Mobile malware is exploding at exponential rates as security experts from Lookout Mobile Security discover a family of malware called 'BadNews' disguised as advertisements.
Surely the name of this new family of Android malware is properly named as it is very 'badnews' to know that between 2 million and 9 million Android users have potentially downloaded this new-found malware.
Lookout Mobile Security posted on their blog updates to this terrifying discovery where the malware was found in 32 apps across four different developer accounts within the Google Play store. As many as half of the apps potentially laced with malware were found to be in Russian and AlphaSMS. Among the SMS apps some of them were found to be involved in premium rate SMS fraud in the Russian Federation and surrounding regions.
The way in which these 'BadNews' malware apps work is by pretending to be an ad network and later spreading malware to the device running Android OS after the infected app is installed. The actions of these infected apps range from sending fake news messages, sending the device's phone number and device ID to a command and control server to prompting users to install other malicious apps. BadNews, basically a group of malicious apps, are also known to disguise itself as app updates to other popular apps like Skype.
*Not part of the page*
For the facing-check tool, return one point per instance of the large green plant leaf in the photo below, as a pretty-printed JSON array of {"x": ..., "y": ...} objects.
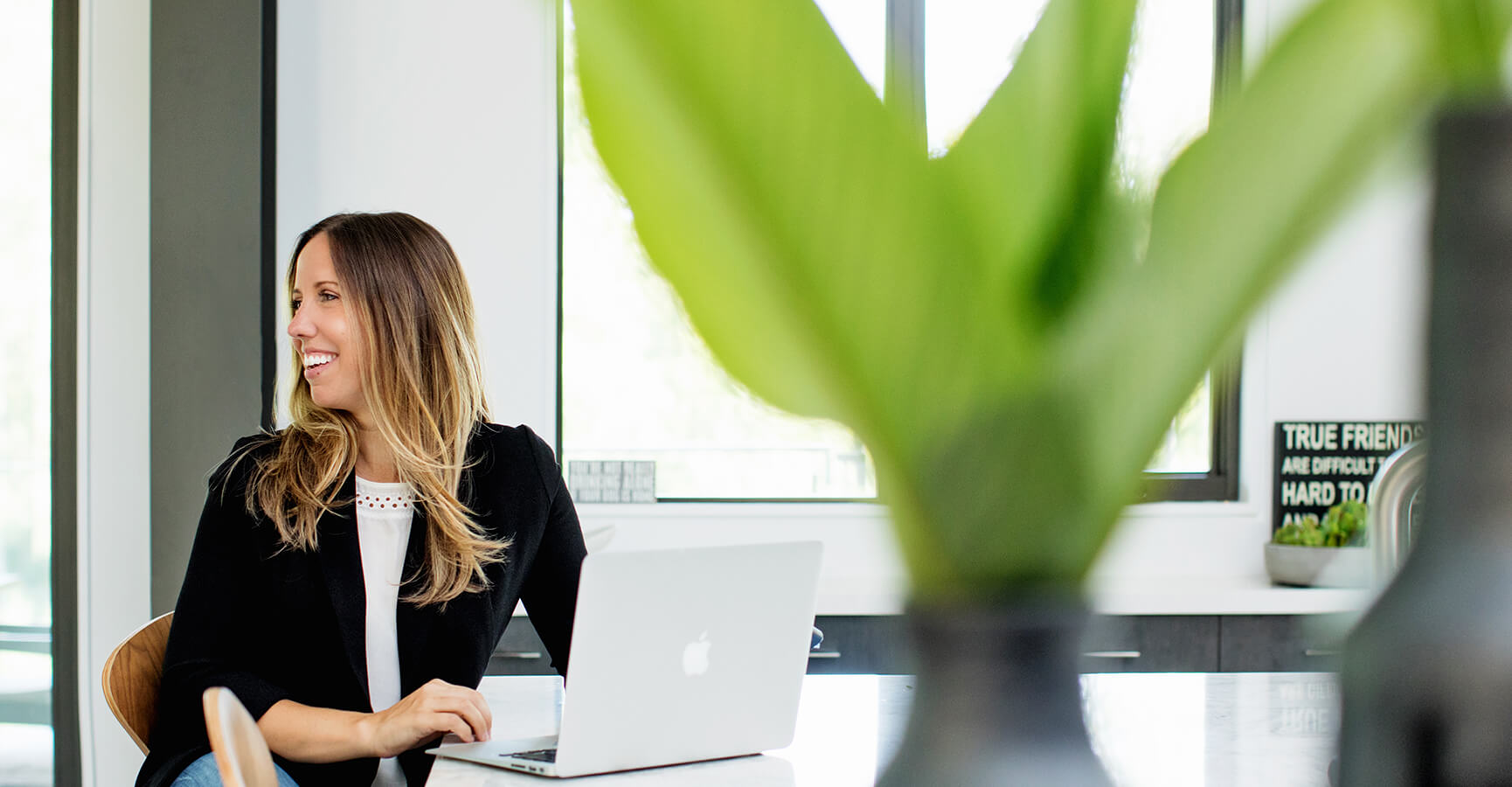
[{"x": 979, "y": 320}]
What is probably the most discerning finding of BadNews is the fact that it was rooted from the Google Play store, a place where Android device and smartphone users go to for trusted and safe downloads of apps. Since the discovery and blog post made by Lookout Mobile Security, the Google Play store has taken down the affected BadNews apps. However, the damage has probably already been done with an estimated 2 to 9 million users having downloaded these tainted apps from the store.
Right now, it is still unclear as to the definitive reason for BadNews. It could be that these apps were launched with the intention of spreading the BadNews malware, or the developers were misled on the execution of BadNews in thinking it could be an ad network for monetization or masked as a fake monetization SDK (Software Development Kit). This unprecedented event should be a quick wake-up call for the industry and the development and spread of future mobile malware, mainly malware attacking Android devices.